ARM-software / armnn

Arm NN ML Software. The code here is a read-only mirror of https://review.mlplatform.org/admin/repos/ml/armnn
https://developer.arm.com/products/processors/machine-learning/arm-nn
MIT License
1.14k stars 307 forks source link

Unsupported Operation "Transpose" in armNN::OnnxParser while loading the onnx model file (in the goal to run inference) #763

Closed pandianAK closed 6 days ago

pandianAK commented 3 months ago

Hi, There are two operators which are main concern that I am raising as an issue here. "Transpose" and "ConvTranspose". Currently I am using an Onnx file to parse the input,output and inner layers. However these two operators are not present in the source code and hence I think, they are not supported. I have attached the error and the snapshot of the model here.

""" terminate called after throwing an instance of 'armnn::ParseException' what(): Unsupported operation Transpose for node 'batch_normalization_5/FusedBatchNorm__60' at function LoadGraph

src/armnnOnnxParser/OnnxParser.cpp:1076] [1] 155966 abort (core dumped) ./aa.out """ error

catcor01 commented 3 months ago

Hello,

Your issue is similar to the following one: https://github.com/ARM-software/armnn/issues/761.

Transpose and ConvTanspose support has not been added to the ONNX parser. The work to add this support is on our radar but has not been prioritized in the near future. I can make 2 suggestions to get things running on your side:

Kind Regards, Cathal.

catcor01 commented 3 months ago

Hello again,

I just wanted to suggest you can use ONNX runtime with ACL as an option to accelerate your model also. See here: https://onnxruntime.ai/docs/execution-providers/community-maintained/ACL-ExecutionProvider.html.

Kind Regards, Cathal.

pandianAK commented 2 months ago

Thankyou for confirming the issue. I have tried converting onnx to tflite. I am facing issues with the onnx_tf library as it depends on older versions of tensorFlow and tensorFlow-addons. https://stackoverflow.com/questions/53182177/how-do-you-convert-a-onnx-to-tflite Would you recommend any other way.

I believe the contribution of adding "Transpose" to OnnxParser would take some time.

pandianAK commented 2 months ago

Hi, I have tried ONNX Runtime with ArmNN using "ExecutionProviderArmNN" api. I believe it is done through bazel and has to be built from source. Would there be any precompiled binary/library available as a part of OnnxRuntime release, which has the support for armnn(so that it has api could be linked from the header-- "OrtSessionOptionsAppendExecutionProvider_ACL" or "OrtSessionOptionsAppendExecutionProvider_ArmNN").

Thanks Pandian AK

Colm-in-Arm commented 2 months ago

Hello Pandian AK,

There is no publicly available prebuilt binary for ONNX Runtime package that includes the ACL EP.

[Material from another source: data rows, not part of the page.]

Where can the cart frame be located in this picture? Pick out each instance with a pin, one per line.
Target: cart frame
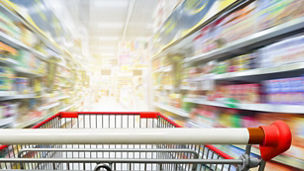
(168, 156)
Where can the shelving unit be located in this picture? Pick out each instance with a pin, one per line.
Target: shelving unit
(17, 44)
(251, 42)
(27, 72)
(172, 109)
(211, 55)
(297, 109)
(18, 96)
(164, 69)
(258, 73)
(49, 48)
(6, 121)
(48, 106)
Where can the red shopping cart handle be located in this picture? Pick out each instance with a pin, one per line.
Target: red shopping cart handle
(277, 140)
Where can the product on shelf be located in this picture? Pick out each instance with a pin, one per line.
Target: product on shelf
(284, 91)
(255, 17)
(8, 110)
(243, 93)
(283, 52)
(8, 26)
(5, 49)
(22, 85)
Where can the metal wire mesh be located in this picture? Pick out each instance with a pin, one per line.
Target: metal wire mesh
(175, 157)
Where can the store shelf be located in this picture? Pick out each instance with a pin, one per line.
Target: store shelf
(18, 44)
(32, 121)
(62, 97)
(66, 108)
(27, 72)
(172, 109)
(8, 61)
(276, 108)
(41, 36)
(6, 121)
(250, 42)
(164, 69)
(259, 72)
(7, 93)
(17, 96)
(42, 108)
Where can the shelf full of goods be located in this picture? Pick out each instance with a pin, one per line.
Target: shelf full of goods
(28, 77)
(241, 70)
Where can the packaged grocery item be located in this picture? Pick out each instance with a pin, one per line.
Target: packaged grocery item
(22, 85)
(6, 84)
(284, 91)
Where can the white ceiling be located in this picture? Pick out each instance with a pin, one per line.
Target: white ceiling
(110, 21)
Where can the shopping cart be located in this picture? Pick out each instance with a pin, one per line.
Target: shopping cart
(134, 141)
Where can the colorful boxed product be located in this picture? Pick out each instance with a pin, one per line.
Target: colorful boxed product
(22, 85)
(284, 91)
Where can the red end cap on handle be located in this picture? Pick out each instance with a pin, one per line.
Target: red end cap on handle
(277, 140)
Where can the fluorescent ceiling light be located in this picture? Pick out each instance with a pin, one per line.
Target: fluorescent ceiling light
(110, 25)
(111, 3)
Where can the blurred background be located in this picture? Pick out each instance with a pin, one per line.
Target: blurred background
(220, 63)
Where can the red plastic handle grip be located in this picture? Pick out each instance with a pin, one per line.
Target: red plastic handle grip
(277, 140)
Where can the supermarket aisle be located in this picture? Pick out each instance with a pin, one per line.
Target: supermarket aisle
(106, 104)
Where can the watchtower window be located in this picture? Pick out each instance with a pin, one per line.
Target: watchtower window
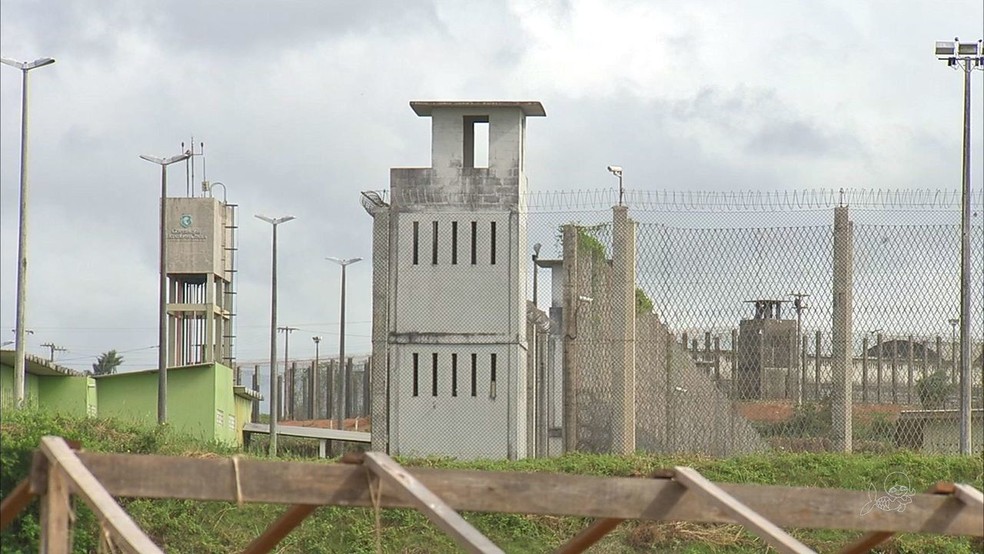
(476, 147)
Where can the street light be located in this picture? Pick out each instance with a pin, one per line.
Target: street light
(617, 171)
(20, 344)
(966, 56)
(162, 292)
(314, 378)
(342, 388)
(274, 221)
(799, 306)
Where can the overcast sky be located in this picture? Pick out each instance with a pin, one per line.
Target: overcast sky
(302, 104)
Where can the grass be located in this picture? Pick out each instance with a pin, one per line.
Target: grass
(212, 527)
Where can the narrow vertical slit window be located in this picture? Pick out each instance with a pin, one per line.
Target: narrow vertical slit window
(492, 377)
(474, 374)
(454, 375)
(492, 244)
(434, 374)
(474, 242)
(434, 243)
(454, 243)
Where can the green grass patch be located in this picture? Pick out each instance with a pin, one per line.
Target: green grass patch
(212, 527)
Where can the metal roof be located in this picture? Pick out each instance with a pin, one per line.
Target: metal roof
(37, 365)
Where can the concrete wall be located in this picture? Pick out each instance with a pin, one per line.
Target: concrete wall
(455, 306)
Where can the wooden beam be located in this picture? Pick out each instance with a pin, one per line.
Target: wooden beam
(589, 536)
(753, 521)
(85, 484)
(13, 503)
(280, 529)
(279, 482)
(56, 512)
(391, 474)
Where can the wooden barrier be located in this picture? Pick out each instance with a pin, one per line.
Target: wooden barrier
(680, 494)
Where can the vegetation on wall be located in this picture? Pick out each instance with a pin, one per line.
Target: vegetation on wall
(934, 389)
(107, 363)
(644, 304)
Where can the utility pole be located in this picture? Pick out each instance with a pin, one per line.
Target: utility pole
(20, 341)
(288, 374)
(313, 397)
(965, 56)
(799, 306)
(54, 348)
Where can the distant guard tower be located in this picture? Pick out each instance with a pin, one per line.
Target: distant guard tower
(200, 265)
(766, 353)
(449, 289)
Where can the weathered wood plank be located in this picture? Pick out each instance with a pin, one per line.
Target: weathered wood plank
(56, 509)
(13, 503)
(88, 486)
(391, 474)
(752, 520)
(589, 536)
(310, 432)
(278, 482)
(280, 529)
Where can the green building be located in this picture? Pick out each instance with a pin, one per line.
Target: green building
(202, 400)
(49, 386)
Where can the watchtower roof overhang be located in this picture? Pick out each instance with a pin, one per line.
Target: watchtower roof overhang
(424, 108)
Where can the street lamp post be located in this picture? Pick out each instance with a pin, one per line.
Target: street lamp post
(966, 56)
(289, 378)
(274, 221)
(341, 389)
(314, 397)
(19, 338)
(799, 306)
(162, 292)
(617, 171)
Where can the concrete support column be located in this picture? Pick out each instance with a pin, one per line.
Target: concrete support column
(842, 327)
(379, 366)
(623, 330)
(570, 368)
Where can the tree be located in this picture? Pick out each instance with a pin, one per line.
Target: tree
(107, 363)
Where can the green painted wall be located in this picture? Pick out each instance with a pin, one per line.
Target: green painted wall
(68, 395)
(228, 425)
(7, 387)
(191, 400)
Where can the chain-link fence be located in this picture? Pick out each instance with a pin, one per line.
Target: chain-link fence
(315, 397)
(684, 322)
(734, 342)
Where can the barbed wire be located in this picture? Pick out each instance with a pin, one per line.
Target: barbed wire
(716, 201)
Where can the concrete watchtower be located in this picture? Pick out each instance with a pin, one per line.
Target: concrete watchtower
(200, 265)
(450, 289)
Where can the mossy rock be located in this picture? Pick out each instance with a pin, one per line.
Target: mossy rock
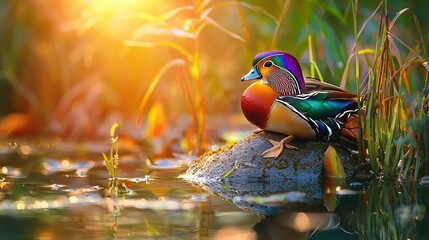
(237, 171)
(242, 161)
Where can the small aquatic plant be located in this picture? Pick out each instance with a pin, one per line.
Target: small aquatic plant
(112, 161)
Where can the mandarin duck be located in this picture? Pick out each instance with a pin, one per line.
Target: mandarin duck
(285, 102)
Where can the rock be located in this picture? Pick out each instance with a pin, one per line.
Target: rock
(242, 161)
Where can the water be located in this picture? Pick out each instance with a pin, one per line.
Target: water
(59, 194)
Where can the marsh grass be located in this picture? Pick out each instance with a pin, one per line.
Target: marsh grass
(391, 211)
(354, 44)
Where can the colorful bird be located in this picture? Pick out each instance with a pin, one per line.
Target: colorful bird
(283, 101)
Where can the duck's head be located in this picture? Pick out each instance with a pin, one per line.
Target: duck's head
(280, 70)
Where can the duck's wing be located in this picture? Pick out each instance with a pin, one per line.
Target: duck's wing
(326, 112)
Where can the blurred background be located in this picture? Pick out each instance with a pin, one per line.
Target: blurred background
(171, 69)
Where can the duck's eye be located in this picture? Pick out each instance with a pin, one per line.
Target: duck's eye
(268, 64)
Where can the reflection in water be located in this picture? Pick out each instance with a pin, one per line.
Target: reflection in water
(62, 204)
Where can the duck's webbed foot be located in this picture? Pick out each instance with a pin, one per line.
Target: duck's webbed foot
(277, 148)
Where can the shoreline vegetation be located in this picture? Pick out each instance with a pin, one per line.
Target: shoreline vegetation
(74, 68)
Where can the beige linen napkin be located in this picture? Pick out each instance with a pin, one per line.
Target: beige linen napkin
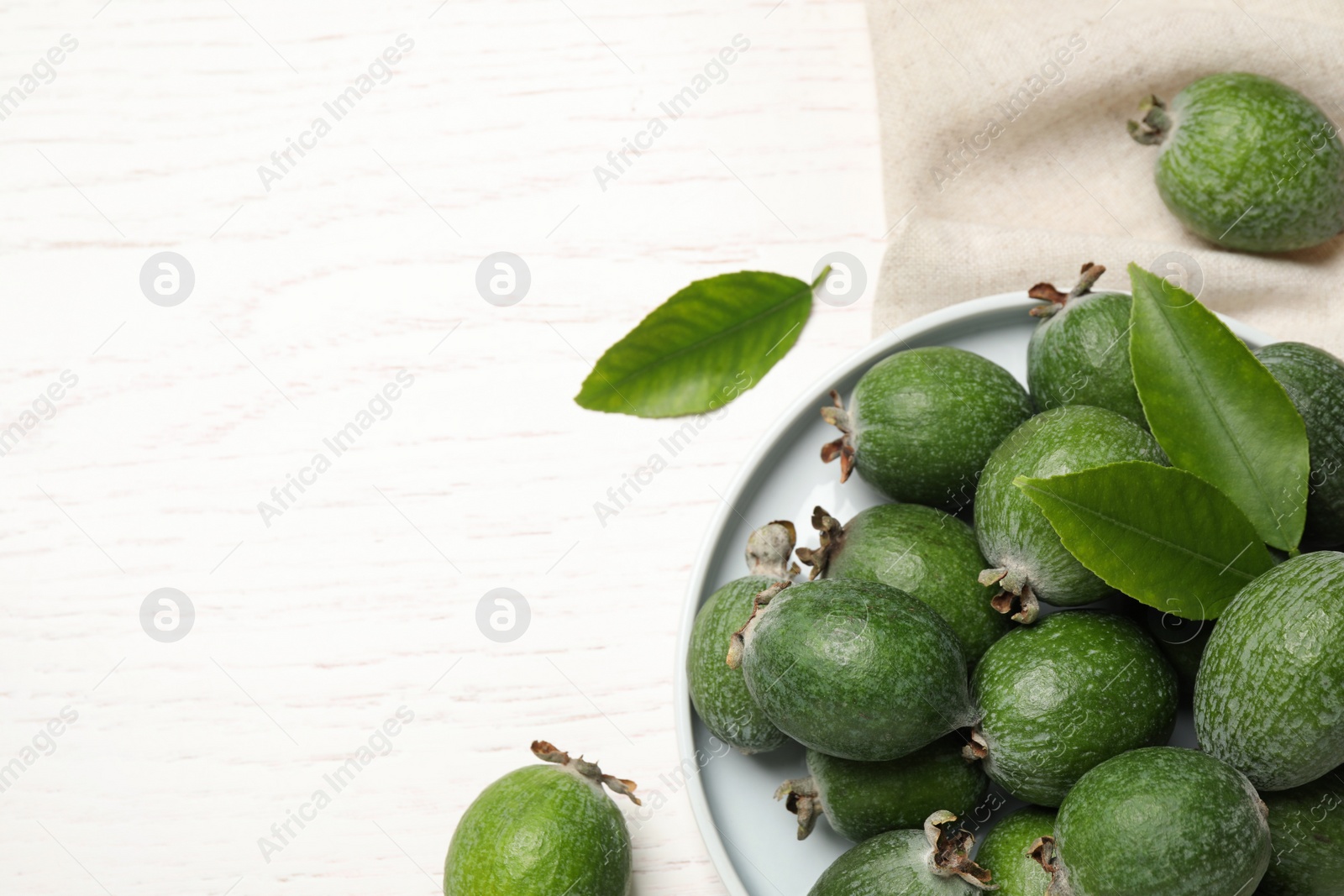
(1007, 161)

Just to be clear it is the ACL execution provider you should be trying. There is an older Arm NN execution provider but it's probably too old for your purposes.

Colm.

pandianAK commented 2 months ago

Hi Thanks for the info so far and suggesting the ExecutionProvider using ACL. I believe the options are not much configurable in that case.

And I would need an info on one of the configurations in ArmNN standalone itself. In case of the backend options, if I use "CpuAcc", what are all the available optimize options, to enhance inference time. An example : armnn::OptimizerOptions optimizerOptions; optimizerOptions.m_OptimizeForFastMath = true; // Enable FastMath optimizerOptions.m_ReduceFp32ToFp16 = true; // Enable FP16 armnn::IOptimizedNetworkPtr optimizedNetwork = armnn::Optimize(*network, {armnn::Compute::CpuAcc}, optimizerOptions);

//Then the code for loadNetwork and EnqueueWorkload

Would you be advising to create dynamic backends, for the inner layers.(any example)

Thanks

pandianAK commented 2 months ago

Hi, As per the previous comment, I was able to write "Transpose" API work by comparing it with the TFLiteParser. Will definitely add a contribution(PR) here if it is allowed, once it passes all Unit tests.

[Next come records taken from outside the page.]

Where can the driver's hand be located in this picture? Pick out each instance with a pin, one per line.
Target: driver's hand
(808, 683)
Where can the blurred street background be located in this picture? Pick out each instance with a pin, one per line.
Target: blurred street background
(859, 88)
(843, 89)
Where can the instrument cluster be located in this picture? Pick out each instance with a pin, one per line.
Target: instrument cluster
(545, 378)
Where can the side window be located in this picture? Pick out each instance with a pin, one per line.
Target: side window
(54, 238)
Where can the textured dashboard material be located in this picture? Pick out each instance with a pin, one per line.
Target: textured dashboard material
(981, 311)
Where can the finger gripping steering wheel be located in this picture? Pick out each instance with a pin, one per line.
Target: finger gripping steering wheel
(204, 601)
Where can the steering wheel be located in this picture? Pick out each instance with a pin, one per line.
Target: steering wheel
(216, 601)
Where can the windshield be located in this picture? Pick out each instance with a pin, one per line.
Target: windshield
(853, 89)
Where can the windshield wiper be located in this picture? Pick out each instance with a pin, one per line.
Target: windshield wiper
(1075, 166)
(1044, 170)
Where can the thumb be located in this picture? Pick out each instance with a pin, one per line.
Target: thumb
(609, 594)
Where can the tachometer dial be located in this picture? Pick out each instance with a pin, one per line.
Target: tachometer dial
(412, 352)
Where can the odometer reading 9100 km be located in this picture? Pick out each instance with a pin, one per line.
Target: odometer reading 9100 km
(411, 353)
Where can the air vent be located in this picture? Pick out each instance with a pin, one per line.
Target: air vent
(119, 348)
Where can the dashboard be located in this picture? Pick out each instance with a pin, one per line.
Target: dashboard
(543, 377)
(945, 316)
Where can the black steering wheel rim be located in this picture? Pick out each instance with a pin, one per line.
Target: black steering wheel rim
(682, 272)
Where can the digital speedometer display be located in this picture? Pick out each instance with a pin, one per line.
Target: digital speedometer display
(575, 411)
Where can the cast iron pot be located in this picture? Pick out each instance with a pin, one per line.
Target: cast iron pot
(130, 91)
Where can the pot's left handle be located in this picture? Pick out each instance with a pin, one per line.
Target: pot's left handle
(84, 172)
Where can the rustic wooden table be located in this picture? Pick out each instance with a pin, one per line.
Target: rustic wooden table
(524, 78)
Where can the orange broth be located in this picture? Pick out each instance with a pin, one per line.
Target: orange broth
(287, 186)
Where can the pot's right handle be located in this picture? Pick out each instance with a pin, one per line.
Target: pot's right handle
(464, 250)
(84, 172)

However, I don't see any improvement in time and would still need on utilizing ArmNN and run my model with very less inference time. I was able to get backend options for CpuAcc from this URL: https://arm-software.github.io/armnn/latest/runtimeoptions.html

Incase of GpuAcc, Could you please provide all the options available and how to configure to get the fastest time. Here are the some of the options I could find. Pls add more, if there is any. 1) OpenCL tuning..(with tuning file) 2) FP16 and running 2FP16 instructions in 1FP32 cycle.. (Not sure how to enable this) 3) Specify thread options. 4) Any other cache based options.

I am not sure how to specify these options in the ArmNN for the GpuAcc backend. Please specify if there is more to this option.

Thanks Pandian AK

Colm-in-Arm commented 2 months ago

Hello,

The GpuAcc tuning parameters are described here. These are also available through various command line options in ExecuteNetwork.

Colm.